Dengan demikian penyembelihan hewan untuk upacara Agama  bukanlah penyembelihan dalam arti yang lumrah, karena tidak berdasarkan kebencian atau kebengisan, melainkan berdasarkan tujuan suci untuk meningkatkan status jiwa dari binatang yang disembelih.


Jika diperhatikan bahwa hidup ini bukan badan, tapi hidup ini adalah jiwa atau Spirit. Dalam upacara  Agama jiwa inilah yang diutamakan untuk diupacarai dan diberikan Mantra Suci.

Upacara yang menggunakan hewan, bagi umat Hindu khususnya di Bali dikenal dengan nama upacara Mapapada. Binatang yang akan dijadikan Kurban sebelumnya diupacarai dengan mengelilingi tempat upacara sebanyak tiga kali.

Mengeliling tempat tiga kali adalah lambang menuju peningkatan ke tempat yang lebih suci. Pendeta mendo’akan dengan mantra-mantra yang khusus, agar jiwa binatang yang diupacarai tersebut kelak menjelma menjadi mahluk  hidup yang lebih mulia.




SANGGAH WARGA



PURA KELUARGA ( SANGGAH WARGA )


Pura Keluarga ialah Pura yang bersifat khusus, untuk keluarga tertentu. Pura Keluarga atau Penyungsungan Keluarga merupakan perkembangan dari Sanggah (Pemerajan) yang ada dalam keluarga (beberapa keluarga). Di setiap rumah Umat Hindu, di Bali khususnya terdapat Sanggah Keluarga ataupun Pelinggih-Pelinggih.


Kata Sanggah (Sanggar) mengandung beberapa pengertian :

Sanggah : Sanggar berarti kumpulan, maksudnya kumpulan dari Pelinggih (bangunan-bangunan tempat suci)
Sanggah : Penyangga, Penampung, Penuntun, menuntun ke arah ke-Tuhan-an.
Sanggah : Berarti pula Palinggih (tempat Tinggal)


Contohnya yaitu :
Sanggah Kemulan, yang beruang Tiga. Ada sebutan Sanggar Agung (Surya).
Kemulan : Modal,Pokok asal kata Mula
Sanggah Kemulan minimal ada pada keluarga Hindu untuk memuja roh-roh Leluhur (kawitan) yang telah disucikan dengan Upacara Keagamaan dan dipandang telah bersatu dengan Sang Hyang Tri Ҫakti (Brahma, Wisnu, Ҫiwa)

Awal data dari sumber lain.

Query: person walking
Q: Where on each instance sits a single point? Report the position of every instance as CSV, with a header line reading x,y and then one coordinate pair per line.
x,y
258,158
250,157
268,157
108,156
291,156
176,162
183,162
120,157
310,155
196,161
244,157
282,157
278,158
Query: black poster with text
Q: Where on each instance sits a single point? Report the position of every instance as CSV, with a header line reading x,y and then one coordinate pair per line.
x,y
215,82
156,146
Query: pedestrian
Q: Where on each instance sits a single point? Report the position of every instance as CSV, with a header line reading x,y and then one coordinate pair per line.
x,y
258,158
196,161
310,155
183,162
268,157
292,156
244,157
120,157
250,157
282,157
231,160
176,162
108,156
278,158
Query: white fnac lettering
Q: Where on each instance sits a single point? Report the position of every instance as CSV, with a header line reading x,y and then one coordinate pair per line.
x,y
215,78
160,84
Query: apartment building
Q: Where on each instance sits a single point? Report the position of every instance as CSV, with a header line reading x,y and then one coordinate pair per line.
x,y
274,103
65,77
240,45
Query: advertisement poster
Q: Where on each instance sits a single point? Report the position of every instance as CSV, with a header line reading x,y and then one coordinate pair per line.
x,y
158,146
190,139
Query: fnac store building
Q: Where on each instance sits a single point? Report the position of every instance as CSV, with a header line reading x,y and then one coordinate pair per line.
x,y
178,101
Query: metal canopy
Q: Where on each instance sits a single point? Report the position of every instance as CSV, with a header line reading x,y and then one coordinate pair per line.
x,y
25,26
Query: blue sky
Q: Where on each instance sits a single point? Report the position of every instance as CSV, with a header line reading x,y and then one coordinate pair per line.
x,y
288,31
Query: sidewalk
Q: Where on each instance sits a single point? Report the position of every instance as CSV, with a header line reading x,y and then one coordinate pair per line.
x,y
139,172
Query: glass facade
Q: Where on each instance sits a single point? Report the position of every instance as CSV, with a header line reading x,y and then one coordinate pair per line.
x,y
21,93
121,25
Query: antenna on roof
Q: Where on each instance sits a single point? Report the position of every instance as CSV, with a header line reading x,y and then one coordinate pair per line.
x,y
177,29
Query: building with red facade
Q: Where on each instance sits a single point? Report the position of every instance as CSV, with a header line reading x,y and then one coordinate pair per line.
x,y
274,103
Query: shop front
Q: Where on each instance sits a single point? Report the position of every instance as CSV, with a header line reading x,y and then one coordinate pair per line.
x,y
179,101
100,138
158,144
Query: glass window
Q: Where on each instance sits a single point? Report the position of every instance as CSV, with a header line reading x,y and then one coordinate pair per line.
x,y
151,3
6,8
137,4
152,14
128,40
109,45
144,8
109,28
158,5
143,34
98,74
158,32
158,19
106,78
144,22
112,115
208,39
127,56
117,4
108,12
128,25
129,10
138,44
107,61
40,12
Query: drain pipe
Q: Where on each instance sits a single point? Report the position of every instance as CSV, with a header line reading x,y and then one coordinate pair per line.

Setelah keluarga makin berkembang besar, maka berkembang pulalah Sanggah /Pamarajan menjadi Pura Keluarga yang lebih besar diantaranya ada yang menyebut Kawitan, Pura Dadya, Pura Panti, Pura Ibu (Paibon) Padharman dan sebagainya.Kawitan (Kemimitan) dari kata Wit = Pokok
Dadya = Dadi = Menjadi, Turunan
Panti = Tempat Berlindung, Menenangkan Pikiran, Tempat Menunggu
Ibu = Induk, Pokok
Padharman = Tempat memuja roh-roh suci Para Bijaksanawan/Pahlawan Dharma.


Palinggih
Kata Palinggih berasal dari kata Linggih = Duduk, Tempat, Letak
Palinggih = Bangunan, Tempat Duduk
Sthana untuk Pemujaan terhadap Tuhan, dengan segala macam Perbhawanya (manifestasinya), termasuk pula untuk tempat untuk memuja Leluhur.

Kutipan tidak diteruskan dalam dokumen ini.